Starting with local kale, carrots, and cabbage, this salad boasts an A+ on the nutrient and crunch scale; broccoli florets contributing to the attractive texture/nutrition profile, too.  Add delightfully smooth, earthy soba noodles and crisp tofu squares— enveloped in an Asian citrus dressing that hits every flavor nuance imaginable—and this salad is simply sensational. The marinade for the tofu consists of orange juice, soy sauce, sesame oil, ginger, garlic, maple syrup and cayenne and is repurposed for the salad's dressing; perked up with added citrus and acidity through lime, rice wine vinegar, and extra orange juice. Garnished with basil, cilantro, and sesame seeds, the salad is sprightly and animated; a triple-the-recipe dish for sure.
I’ve made this salad a few times, once substituting chicken breast for tofu, which works just as well. I definitely recommend doubling or tripling the marinade/dressing, as if you are like me— using the entire bunch of kale and whole head of cabbage because it's there, that is—your salad will be underdressed.  A quick note: 100% buckwheat soba noodles (which make this recipe gluten-free, in addition to using tamari instead of soy sauce) are expensive, about $8.99 a package.
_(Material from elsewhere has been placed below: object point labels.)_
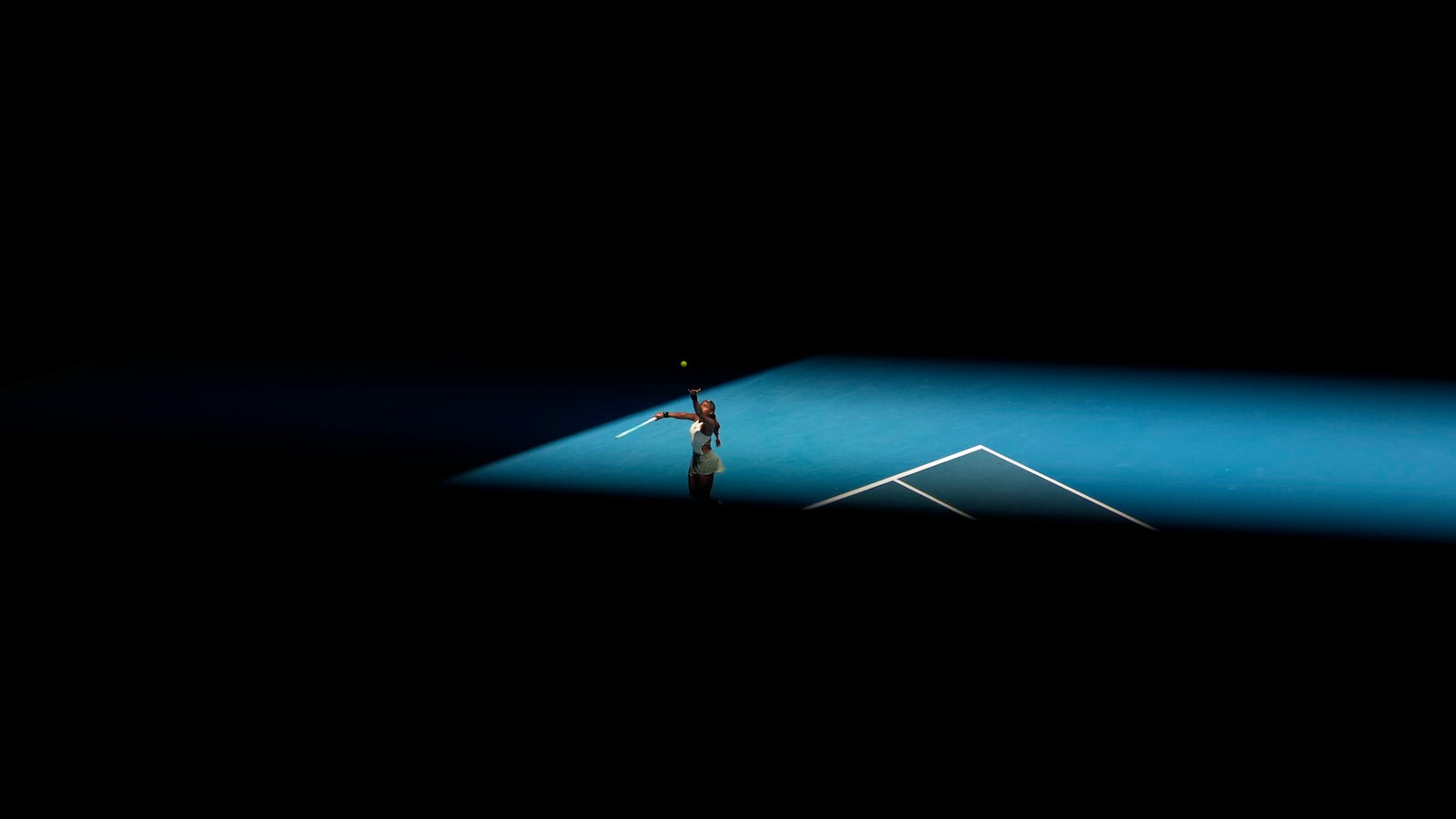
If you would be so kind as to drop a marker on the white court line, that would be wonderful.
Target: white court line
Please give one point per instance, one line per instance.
(1069, 489)
(965, 452)
(883, 481)
(932, 499)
However, combination buckwheat and regular wheat noodles run at a much more reasonable price point, comparable to regular spaghetti.
So while native citrus will always be a no-go in the Empire State, you can reduce food miles by aiming for domestic citrus rather than that grown in South America. Florida is in citrus season right now.  We’re just in cold and flu season, so I’m thinking it’s definitely a good time to get a healthy dose of that vitamin C.  Plus, simply being locally mindful—even if you’re not practicing with diligence—counts for something, for sure. 
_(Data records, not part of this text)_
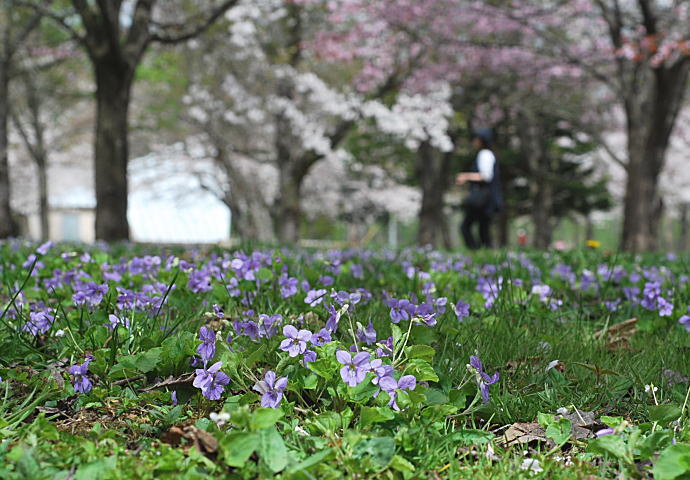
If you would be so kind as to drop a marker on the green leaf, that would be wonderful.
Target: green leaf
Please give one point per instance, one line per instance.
(664, 413)
(315, 459)
(310, 382)
(559, 431)
(400, 464)
(363, 392)
(264, 274)
(421, 370)
(423, 352)
(237, 447)
(609, 444)
(323, 367)
(96, 470)
(370, 415)
(256, 355)
(458, 398)
(674, 462)
(655, 442)
(471, 436)
(380, 450)
(265, 417)
(142, 362)
(272, 449)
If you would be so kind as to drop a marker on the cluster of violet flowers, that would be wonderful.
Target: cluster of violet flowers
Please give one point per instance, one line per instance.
(211, 381)
(355, 369)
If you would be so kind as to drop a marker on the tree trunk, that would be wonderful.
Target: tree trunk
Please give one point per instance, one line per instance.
(503, 225)
(651, 113)
(683, 237)
(7, 225)
(287, 211)
(532, 139)
(433, 171)
(43, 200)
(113, 86)
(642, 201)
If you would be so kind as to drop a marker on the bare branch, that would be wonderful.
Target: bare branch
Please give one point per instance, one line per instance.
(166, 36)
(61, 20)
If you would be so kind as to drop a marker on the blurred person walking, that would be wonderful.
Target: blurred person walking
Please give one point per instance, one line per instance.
(485, 198)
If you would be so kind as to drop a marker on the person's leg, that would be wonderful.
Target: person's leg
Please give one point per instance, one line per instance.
(485, 230)
(466, 228)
Citrus Ginger Tofu Salad with Buckwheat Soba Noodles (from Food52)
Serves 4

For the Tofu & Marinade:
1/8 cup orange juice
1/8 cup tamari or soy sauce
1/8 cup toasted sesame oil
1/8 cup extra virgin olive oil
1 tsp finely grated ginger
1 clove garlic
2 tsp maple syrup
¼ tsp cayenne pepper
1 package extra firm tofu

For the Salad:
Leftover marinade
Zest of 1 lime
Juice of ½ lime
1/8 cup orange juice
3 Tbsp seasoned rice vinegar
Sea salt to taste
½ package Eden Buckwheat Soba Noodles
1 stalk broccoli, florets only
1 large carrot, peeled and cut into matchsticks
1½ cup lacinato kale, de-ribbed* and cut into ribbons
½ cup green cabbage, shredded
1/3 cup cilantro, chopped
8 basil leaves, chopped
1 Tbsp sesame seeds, toasted

Optional garnish: chopped roasted peanuts

Directions:
1. Preparing the Tofu + Marinade: Preheat the oven to 350 degrees Fahrenheit. In a bowl mix together orange juice, tamari, sesame oil, olive oil, ginger, garlic, maple syrup, and cayenne and set aside. Cut the tofu into 1-inch cubes and place into a small baking pan without overlapping. Pour the marinade over the tofu. Put the tofu into the oven and bake for 15 minutes, stir, and bake for 15 minutes more until browned. With a slotted spoon, scoop out the tofu and place onto a plate and allow to cool. Pour the remaining marinade into a bowl and set aside.

2. Preparing the Thai citrus vinaigrette: Add the lime zest and juice to the remaining marinade. Continue to add the orange juice, rice vinegar, and sea salt to taste. Set aside.

3. Preparing the salad: Cook the soba noodles as described on the package, rinse with cold water and set aside. Meanwhile, bring a small pot of water to a boil, and blanch the broccoli florets for 30 seconds. Immediately strain the florets and rinse with cold water. Put the noodles, blanched broccoli florets, carrot, kale, cabbage, cilantro, basil, and sesame seeds into a large bowl and toss. Dress the salad with the Thai citrus vinaigrette.


4. Serve the salad topped with baked tofu and garnished with sesame seeds (and peanuts, if desired).

*Optional. De-ribbing kale takes so long, and in my book, no one notices the absence of said ribs except yourself. Skip if you're crunched for time.